Pride and Prejudice cover
Courtship -- Fiction

Pride and Prejudice

A young woman's journey to overcome her prejudices and recognize the true character of the proud Mr. Darcy, whom she ultimately comes to love.

Austen, Jane · 1998 · 15 min

Mr. Collins, Wickham, and Escalating Complications

Chapters fourteen and fifteen deepen the novel’s exploration of social absurdity through two distinct threads: Mr. Collins’s insufferable visit to Longbourn and the introduction of Mr. Wickham at Meryton. Together, these chapters advance both the comic subplot of Collins’s matrimonial schemes and the central romantic tension surrounding Elizabeth and Darcy. Mr. Collins emerges as a man of limited understanding whose deficiencies have been compounded rather than corrected by his education, and his pomposity provides considerable satire of clergymen who seek advancement through flattery rather than genuine spiritual calling.

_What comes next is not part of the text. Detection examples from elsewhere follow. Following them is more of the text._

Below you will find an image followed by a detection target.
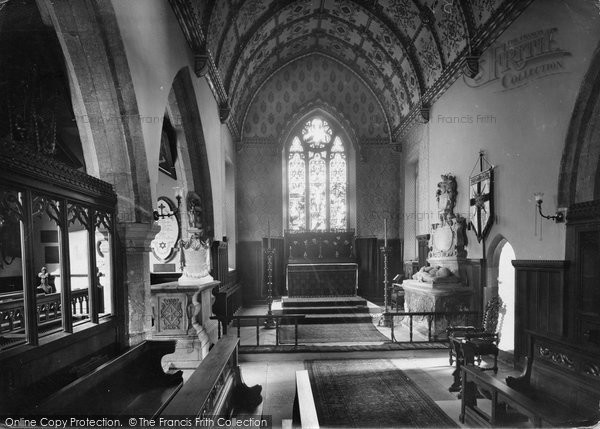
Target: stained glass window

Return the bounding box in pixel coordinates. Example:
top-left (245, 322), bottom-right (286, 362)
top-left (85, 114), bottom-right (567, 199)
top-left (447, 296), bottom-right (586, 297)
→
top-left (287, 117), bottom-right (348, 231)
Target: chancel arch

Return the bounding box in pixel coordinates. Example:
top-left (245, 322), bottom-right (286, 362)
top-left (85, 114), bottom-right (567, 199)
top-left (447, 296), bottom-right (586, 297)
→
top-left (558, 40), bottom-right (600, 207)
top-left (281, 108), bottom-right (356, 231)
top-left (37, 0), bottom-right (152, 223)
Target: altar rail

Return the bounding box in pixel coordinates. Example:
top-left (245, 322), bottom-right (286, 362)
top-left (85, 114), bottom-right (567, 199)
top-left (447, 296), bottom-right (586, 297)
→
top-left (211, 314), bottom-right (305, 347)
top-left (0, 289), bottom-right (91, 334)
top-left (211, 311), bottom-right (482, 350)
top-left (383, 311), bottom-right (482, 343)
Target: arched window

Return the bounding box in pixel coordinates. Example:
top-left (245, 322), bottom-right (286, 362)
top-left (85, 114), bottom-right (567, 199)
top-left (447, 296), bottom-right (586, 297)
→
top-left (287, 117), bottom-right (348, 231)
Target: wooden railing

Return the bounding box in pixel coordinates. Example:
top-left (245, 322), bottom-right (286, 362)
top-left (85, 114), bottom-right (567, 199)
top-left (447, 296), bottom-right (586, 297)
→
top-left (0, 289), bottom-right (89, 334)
top-left (211, 311), bottom-right (481, 348)
top-left (211, 314), bottom-right (305, 347)
top-left (383, 311), bottom-right (481, 343)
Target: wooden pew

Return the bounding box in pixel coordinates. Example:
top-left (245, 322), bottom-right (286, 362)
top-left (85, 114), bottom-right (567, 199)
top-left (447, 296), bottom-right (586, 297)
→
top-left (294, 370), bottom-right (319, 429)
top-left (31, 341), bottom-right (183, 418)
top-left (460, 332), bottom-right (600, 427)
top-left (161, 337), bottom-right (262, 419)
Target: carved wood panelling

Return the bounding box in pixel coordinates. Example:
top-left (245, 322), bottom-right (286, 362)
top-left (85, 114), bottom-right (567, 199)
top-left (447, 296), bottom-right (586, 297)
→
top-left (512, 260), bottom-right (569, 359)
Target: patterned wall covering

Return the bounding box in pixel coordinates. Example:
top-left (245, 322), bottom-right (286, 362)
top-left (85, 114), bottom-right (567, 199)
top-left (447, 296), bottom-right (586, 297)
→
top-left (356, 147), bottom-right (400, 238)
top-left (236, 145), bottom-right (400, 241)
top-left (170, 0), bottom-right (532, 137)
top-left (242, 55), bottom-right (390, 144)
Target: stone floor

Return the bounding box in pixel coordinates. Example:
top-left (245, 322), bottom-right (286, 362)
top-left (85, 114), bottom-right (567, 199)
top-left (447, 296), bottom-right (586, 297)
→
top-left (240, 350), bottom-right (517, 428)
top-left (218, 302), bottom-right (518, 428)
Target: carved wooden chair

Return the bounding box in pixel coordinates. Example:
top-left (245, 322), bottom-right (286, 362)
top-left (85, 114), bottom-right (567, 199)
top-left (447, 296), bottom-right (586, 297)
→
top-left (446, 296), bottom-right (502, 374)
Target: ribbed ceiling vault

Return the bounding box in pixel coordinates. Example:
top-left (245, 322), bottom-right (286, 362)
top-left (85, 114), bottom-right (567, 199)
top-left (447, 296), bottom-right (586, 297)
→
top-left (170, 0), bottom-right (532, 143)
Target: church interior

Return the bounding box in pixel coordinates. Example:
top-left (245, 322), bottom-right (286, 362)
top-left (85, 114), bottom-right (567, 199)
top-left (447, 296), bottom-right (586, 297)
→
top-left (0, 0), bottom-right (600, 428)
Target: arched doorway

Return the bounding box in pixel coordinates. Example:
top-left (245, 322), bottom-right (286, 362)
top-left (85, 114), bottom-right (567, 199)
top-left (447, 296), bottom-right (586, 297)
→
top-left (497, 241), bottom-right (515, 353)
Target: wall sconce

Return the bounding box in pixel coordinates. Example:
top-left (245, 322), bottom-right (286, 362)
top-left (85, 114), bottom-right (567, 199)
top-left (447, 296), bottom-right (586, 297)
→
top-left (533, 192), bottom-right (565, 223)
top-left (152, 186), bottom-right (183, 220)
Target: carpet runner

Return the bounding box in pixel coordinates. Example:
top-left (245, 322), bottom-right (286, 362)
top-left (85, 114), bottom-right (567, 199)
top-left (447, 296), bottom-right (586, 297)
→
top-left (305, 359), bottom-right (458, 428)
top-left (279, 322), bottom-right (390, 344)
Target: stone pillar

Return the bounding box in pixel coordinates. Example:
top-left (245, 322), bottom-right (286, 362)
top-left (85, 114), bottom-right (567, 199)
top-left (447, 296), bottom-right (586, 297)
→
top-left (117, 223), bottom-right (160, 345)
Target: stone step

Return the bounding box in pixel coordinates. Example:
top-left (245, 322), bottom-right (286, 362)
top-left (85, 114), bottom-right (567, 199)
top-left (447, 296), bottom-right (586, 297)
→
top-left (290, 313), bottom-right (373, 325)
top-left (278, 305), bottom-right (369, 314)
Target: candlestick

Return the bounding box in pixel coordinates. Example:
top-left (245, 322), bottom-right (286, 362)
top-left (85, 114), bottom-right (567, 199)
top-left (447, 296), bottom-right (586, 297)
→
top-left (383, 218), bottom-right (387, 247)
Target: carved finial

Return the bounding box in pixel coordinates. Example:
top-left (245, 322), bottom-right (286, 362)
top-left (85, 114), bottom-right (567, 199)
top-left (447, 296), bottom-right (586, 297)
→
top-left (419, 104), bottom-right (430, 124)
top-left (194, 48), bottom-right (208, 77)
top-left (463, 51), bottom-right (480, 79)
top-left (219, 103), bottom-right (231, 124)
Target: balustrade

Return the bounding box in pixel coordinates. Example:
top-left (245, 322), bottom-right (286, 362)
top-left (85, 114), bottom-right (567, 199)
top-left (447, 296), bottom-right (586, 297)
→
top-left (0, 289), bottom-right (89, 338)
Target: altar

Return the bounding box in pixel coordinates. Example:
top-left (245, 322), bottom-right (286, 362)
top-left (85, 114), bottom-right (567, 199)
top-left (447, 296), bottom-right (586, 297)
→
top-left (285, 231), bottom-right (358, 297)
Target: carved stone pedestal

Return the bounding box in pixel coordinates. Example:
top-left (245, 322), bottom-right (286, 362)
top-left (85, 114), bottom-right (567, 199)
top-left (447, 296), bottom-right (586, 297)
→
top-left (402, 280), bottom-right (473, 340)
top-left (152, 281), bottom-right (220, 369)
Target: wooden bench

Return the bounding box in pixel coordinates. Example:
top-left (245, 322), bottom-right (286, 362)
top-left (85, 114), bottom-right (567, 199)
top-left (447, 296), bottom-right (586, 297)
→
top-left (31, 341), bottom-right (183, 418)
top-left (161, 337), bottom-right (262, 419)
top-left (294, 370), bottom-right (319, 429)
top-left (460, 332), bottom-right (600, 427)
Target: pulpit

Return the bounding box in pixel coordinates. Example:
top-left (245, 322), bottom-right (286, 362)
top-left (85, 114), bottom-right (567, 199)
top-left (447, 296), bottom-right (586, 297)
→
top-left (285, 231), bottom-right (358, 297)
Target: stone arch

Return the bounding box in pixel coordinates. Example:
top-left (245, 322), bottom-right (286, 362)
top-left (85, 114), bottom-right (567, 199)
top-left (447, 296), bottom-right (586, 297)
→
top-left (558, 40), bottom-right (600, 207)
top-left (166, 66), bottom-right (214, 237)
top-left (37, 0), bottom-right (152, 224)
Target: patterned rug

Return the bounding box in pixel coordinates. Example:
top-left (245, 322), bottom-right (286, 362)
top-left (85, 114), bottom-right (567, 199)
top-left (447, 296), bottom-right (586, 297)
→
top-left (279, 323), bottom-right (390, 344)
top-left (305, 359), bottom-right (458, 428)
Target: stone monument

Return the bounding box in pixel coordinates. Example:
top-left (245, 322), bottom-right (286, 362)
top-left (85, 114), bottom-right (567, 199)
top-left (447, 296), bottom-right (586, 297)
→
top-left (402, 174), bottom-right (473, 338)
top-left (179, 192), bottom-right (214, 285)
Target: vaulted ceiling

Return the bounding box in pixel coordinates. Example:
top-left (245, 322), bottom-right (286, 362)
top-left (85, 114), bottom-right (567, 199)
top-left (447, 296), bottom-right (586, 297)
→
top-left (171, 0), bottom-right (531, 142)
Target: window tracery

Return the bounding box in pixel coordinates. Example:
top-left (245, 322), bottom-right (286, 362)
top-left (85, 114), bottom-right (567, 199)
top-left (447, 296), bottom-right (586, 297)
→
top-left (286, 117), bottom-right (348, 231)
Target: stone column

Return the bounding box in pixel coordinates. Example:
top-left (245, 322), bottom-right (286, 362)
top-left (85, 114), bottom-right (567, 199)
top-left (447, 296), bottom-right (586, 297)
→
top-left (117, 223), bottom-right (160, 345)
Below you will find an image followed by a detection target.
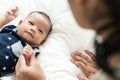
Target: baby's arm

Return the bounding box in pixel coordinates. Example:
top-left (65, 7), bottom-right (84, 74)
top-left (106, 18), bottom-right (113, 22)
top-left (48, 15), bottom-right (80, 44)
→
top-left (0, 7), bottom-right (18, 28)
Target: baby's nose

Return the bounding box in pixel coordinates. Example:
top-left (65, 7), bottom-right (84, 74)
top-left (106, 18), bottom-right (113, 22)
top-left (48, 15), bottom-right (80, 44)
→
top-left (30, 26), bottom-right (37, 33)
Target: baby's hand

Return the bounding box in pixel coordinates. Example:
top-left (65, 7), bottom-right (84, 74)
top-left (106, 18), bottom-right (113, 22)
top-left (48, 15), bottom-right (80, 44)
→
top-left (5, 7), bottom-right (19, 21)
top-left (22, 45), bottom-right (35, 65)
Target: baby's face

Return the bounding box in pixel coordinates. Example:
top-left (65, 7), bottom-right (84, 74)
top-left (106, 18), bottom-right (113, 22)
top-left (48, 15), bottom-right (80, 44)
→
top-left (18, 13), bottom-right (51, 45)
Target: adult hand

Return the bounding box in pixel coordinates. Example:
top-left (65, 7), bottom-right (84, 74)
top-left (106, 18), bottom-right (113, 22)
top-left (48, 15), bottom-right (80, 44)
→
top-left (71, 50), bottom-right (99, 80)
top-left (5, 6), bottom-right (19, 21)
top-left (16, 46), bottom-right (45, 80)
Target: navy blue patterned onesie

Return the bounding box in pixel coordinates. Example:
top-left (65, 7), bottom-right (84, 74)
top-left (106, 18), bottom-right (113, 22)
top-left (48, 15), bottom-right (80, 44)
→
top-left (0, 25), bottom-right (40, 76)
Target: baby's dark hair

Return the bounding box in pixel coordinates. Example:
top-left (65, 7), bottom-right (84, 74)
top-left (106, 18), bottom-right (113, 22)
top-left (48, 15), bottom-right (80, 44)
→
top-left (28, 11), bottom-right (52, 36)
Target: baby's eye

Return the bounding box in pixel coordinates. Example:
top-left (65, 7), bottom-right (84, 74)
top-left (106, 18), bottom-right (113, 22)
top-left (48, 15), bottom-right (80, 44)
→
top-left (39, 29), bottom-right (43, 33)
top-left (29, 21), bottom-right (34, 25)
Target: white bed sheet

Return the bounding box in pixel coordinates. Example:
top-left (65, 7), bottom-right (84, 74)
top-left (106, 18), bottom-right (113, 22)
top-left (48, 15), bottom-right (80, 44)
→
top-left (0, 0), bottom-right (94, 80)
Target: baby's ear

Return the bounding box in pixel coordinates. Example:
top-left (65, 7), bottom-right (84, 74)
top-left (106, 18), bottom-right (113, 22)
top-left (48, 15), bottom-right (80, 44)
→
top-left (19, 20), bottom-right (23, 25)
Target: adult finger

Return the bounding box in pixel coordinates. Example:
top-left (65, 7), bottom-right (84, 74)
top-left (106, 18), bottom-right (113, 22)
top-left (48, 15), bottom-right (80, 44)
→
top-left (85, 50), bottom-right (95, 61)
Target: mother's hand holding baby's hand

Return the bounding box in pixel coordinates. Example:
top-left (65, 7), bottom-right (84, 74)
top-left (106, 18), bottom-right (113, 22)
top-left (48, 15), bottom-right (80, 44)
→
top-left (71, 50), bottom-right (99, 80)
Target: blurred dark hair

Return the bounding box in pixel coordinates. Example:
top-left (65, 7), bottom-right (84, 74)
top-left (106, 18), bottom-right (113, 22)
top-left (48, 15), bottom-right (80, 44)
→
top-left (103, 0), bottom-right (120, 19)
top-left (95, 0), bottom-right (120, 80)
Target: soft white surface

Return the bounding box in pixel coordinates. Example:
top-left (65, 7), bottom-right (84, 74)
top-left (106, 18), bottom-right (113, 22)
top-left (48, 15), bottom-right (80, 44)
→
top-left (0, 0), bottom-right (94, 80)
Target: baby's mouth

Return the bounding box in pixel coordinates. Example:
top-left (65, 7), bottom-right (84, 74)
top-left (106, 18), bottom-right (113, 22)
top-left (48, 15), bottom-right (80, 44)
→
top-left (26, 31), bottom-right (33, 38)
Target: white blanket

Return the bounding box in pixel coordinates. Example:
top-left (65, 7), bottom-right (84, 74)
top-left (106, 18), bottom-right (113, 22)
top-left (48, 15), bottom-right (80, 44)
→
top-left (0, 0), bottom-right (94, 80)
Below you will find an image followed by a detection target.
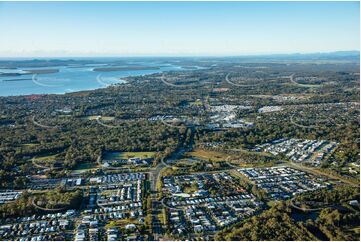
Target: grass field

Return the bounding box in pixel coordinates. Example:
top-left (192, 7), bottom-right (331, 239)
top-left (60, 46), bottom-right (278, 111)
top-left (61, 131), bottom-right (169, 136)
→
top-left (104, 152), bottom-right (156, 160)
top-left (185, 149), bottom-right (232, 161)
top-left (72, 163), bottom-right (98, 174)
top-left (83, 115), bottom-right (114, 121)
top-left (34, 154), bottom-right (57, 161)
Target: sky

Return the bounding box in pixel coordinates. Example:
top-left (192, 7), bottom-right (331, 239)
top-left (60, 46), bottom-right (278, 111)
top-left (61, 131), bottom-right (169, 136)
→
top-left (0, 2), bottom-right (360, 57)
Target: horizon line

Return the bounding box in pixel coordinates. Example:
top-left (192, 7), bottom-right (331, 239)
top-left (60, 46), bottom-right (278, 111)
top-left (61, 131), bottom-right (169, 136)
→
top-left (0, 50), bottom-right (360, 59)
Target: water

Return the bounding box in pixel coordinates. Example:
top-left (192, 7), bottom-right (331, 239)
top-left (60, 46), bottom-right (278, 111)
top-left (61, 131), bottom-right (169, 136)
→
top-left (0, 63), bottom-right (185, 96)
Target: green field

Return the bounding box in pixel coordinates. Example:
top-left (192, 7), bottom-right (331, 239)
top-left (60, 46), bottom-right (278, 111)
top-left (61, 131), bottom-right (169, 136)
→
top-left (34, 154), bottom-right (57, 161)
top-left (83, 115), bottom-right (114, 121)
top-left (72, 163), bottom-right (97, 174)
top-left (104, 152), bottom-right (156, 160)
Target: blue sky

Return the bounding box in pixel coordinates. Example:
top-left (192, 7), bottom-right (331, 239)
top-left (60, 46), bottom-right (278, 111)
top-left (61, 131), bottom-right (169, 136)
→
top-left (0, 2), bottom-right (360, 57)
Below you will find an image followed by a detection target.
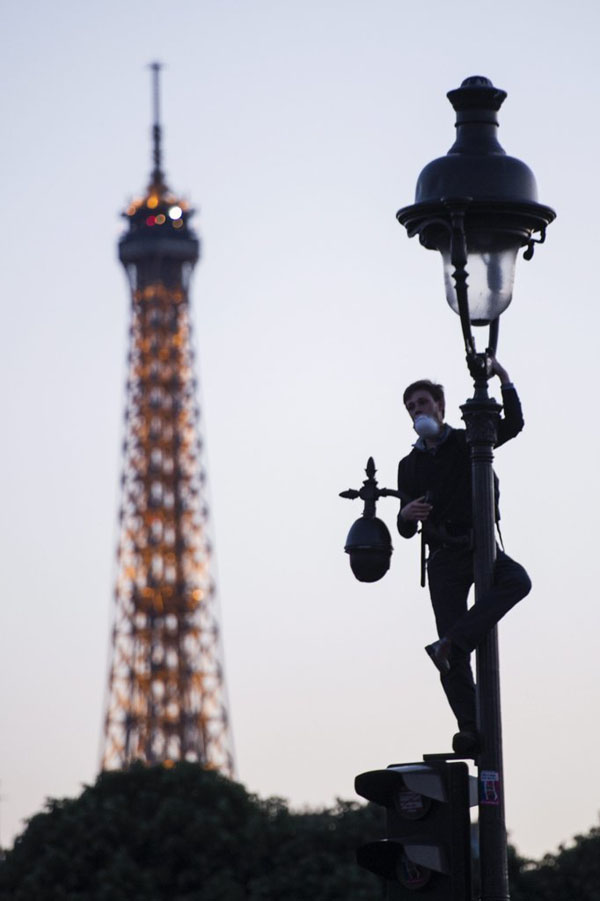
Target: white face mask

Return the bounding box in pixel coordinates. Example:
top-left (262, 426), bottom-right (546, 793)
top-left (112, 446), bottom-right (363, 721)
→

At the Philips residence in Meryton, where Mr. Collins accompanies his cousins, the arrival of the handsome Lieutenant Wickham transforms the evening. While Collins amuses Mrs. Philips with fulsome descriptions of Lady Catherine de Bourgh’s eight-hundred-pound chimney-piece at Rosings, the young ladies find themselves captivated by Wickham’s superior bearing and agreeable conversation. What begins as pleasant small talk between Elizabeth and Wickham develops into something far more significant when Wickham gently broaches the subject of Mr. Darcy, beginning to paint a damning picture of his former patron’s character that Elizabeth finds all too plausible given her own observations.

Chapter XVII advances several narrative threads simultaneously, centering on the sisters’ reaction to Elizabeth’s troubling conversation with Wickham, the approach of the Netherfield ball, and Mr. Collins’s escalating romantic attentions toward Elizabeth. When Elizabeth shares Wickham’s damning account of Darcy, Jane responds with characteristic generosity of spirit, struggling to condemn either gentleman. Unable to reconcile Wickham’s gentlemanly appearance with deception, Jane concludes that interested people have perhaps misrepresented each other, maintaining her hopeful view of human nature even in the face of troubling evidence.